What do women’s colleges offer that is different than coeducational institutions? Women’s colleges help young women find their voices, learn how to “lean in,” and develop the confidence to push back against the challenges so many women face in the workplace and in life. They are places where women find the support and encouragement they need to take risks, push boundaries and succeed personally and professionally.
There are more obvious considerations as well. The tensions and expectations, biases and pressures found in the mix of male and female students on coeducational campuses are much less in evidence at women’s colleges. Research suggests, for example, that students at women’s colleges feel less pressure to engage in binge drinking and other negative behaviors associated with campus life. They often feel more empowered to set high expectations and work to achieve them in the absence of negative judgments by male peers. They also have higher participation rates in leadership positions and extracurricular activities and are less likely to make career decisions that steer them to female-dominated jobs.
This research is reinforced by the many accounts of both students and alumnae of women’s colleges about enhancing learning skills, building confidence and keeping the friendships made on campus well into their adult lives.
Further, many women’s colleges claim some of the most loyal, engaged and dedicated alumnae in the nation. At Hollins, we emphasize alumnae engagement in internship placement and career mentoring for students as we counter the old boys' network with our new women’s connections. Further, 11 percent of our entering students last year were referred by alumnae, and we are well on our way to reaching our goal of 300 alumnae-referred students in this academic year. Women’s college alumnae are incredible resources and many of them are ready, willing and able to help today’s students succeed in a world where women’s parity has not yet been achieved.
From large research institutions to small liberal arts colleges, private universities to state university systems, and community colleges to vocational schools, choice is the hallmark of our system of higher education. Each provides a meaningful opportunity for finding that crucial fit.
At Hollins and other women’s colleges across the country, we are providing an important option for young women at a time when more and more of them are looking for the best educational environment in which to prepare for a workplace where women are still not paid as well as men, where they are not represented as equally and where, still too often, they are treated as sexual objects. Thus, I am certain women’s colleges still have a vital role to play in educating and inspiring tomorrow’s leaders. And Hollins, with a strong endowment, no debt, a growing applicant pool, a highly credentialed faculty and an incredibly loyal alumnae body, is well positioned to provide such an education for many more years to come.
This article was originally published in Inside Higher Ed.
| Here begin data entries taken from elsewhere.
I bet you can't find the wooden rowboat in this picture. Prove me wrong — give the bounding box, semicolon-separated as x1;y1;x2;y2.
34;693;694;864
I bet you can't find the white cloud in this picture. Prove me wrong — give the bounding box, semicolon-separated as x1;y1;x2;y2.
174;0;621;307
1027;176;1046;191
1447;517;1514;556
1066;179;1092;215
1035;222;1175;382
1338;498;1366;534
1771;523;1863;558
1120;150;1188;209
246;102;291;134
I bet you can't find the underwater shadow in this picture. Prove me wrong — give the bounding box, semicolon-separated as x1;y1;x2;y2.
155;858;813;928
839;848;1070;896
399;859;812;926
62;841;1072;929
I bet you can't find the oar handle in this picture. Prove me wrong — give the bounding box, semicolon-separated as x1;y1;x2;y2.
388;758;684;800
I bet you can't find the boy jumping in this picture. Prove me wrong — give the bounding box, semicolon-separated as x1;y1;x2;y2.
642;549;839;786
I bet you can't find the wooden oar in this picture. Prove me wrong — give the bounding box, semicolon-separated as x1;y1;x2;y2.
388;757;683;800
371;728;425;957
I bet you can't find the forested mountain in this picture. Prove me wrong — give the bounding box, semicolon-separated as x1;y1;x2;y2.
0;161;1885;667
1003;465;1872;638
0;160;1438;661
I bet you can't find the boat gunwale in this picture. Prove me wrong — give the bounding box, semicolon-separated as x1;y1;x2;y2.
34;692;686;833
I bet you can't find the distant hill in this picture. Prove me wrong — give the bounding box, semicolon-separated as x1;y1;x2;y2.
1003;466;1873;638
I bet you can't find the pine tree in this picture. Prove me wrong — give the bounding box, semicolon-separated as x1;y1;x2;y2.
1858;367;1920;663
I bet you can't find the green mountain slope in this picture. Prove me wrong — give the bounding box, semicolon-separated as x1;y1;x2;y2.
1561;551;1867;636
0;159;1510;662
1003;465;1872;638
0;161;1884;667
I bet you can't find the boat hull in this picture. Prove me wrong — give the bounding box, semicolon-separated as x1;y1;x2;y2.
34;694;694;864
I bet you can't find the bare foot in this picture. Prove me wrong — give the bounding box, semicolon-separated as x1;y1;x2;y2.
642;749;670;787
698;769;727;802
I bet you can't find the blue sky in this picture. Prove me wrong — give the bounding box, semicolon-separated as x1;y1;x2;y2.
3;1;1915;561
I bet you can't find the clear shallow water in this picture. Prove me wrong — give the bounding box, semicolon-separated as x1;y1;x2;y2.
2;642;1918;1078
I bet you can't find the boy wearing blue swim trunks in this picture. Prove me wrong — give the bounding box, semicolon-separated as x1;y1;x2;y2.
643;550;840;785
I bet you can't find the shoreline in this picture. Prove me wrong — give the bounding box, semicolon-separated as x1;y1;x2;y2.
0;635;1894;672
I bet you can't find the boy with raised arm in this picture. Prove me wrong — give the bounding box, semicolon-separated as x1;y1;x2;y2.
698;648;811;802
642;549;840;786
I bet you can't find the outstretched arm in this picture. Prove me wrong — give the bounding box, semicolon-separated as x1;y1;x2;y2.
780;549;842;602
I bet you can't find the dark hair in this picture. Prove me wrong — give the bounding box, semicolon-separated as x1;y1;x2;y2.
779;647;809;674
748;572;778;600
I agree wholeheartedly with Tyiesha. Going to a women's college is a choice, a choice not made by everyone, but a choice that is right for some nonetheless. At a women's college you remove much of the bias against your gender present in the real world (some of this bias is unconscious, which makes it difficult to eradicate), so that you can do basic things like choose a major and get an undergraduate education, without that bias present. Then post-graduation, you're in a better position to deal with and/or ignore the bias because you recognize it for what it is.
There have been comments about a women's education sheltering women from the real world where they would have to live and work with members of both genders. I say that is the point. For four short years out of a women's life, she can live in an environment where just one element of discrimination (and yes, it still exists) is removed from her daily life. Some women benefit from this more tham others, but there is no doubt that there is a clear element of freedom in the choice of a women's college.
As an alumna of women's colleges, I agree. Until there is gender equality, it is important for girls to have this choice. Mary McLeod Bethune, Benazir Bhutto, Pearl S. Buck, Alice Walker, Helen Keller, Madeleine Albright, Hilary Clinton, Cokie Roberts, Barbara Walters, Katherine Hepburn, Meryl Streep and other trail blazing women like them were shaped by women's colleges.
Let's first address the gender based violence against women .
Some days I feel like I am the only person who believes that segregated organizations promote segregation. I understand the power of empowering women, but in the real world these ladies will have to cope with the very pressures that you mention are removed from this college. If you take men out of the equation in school, you won't be as prepared to understand and collaborate with them in the workplace.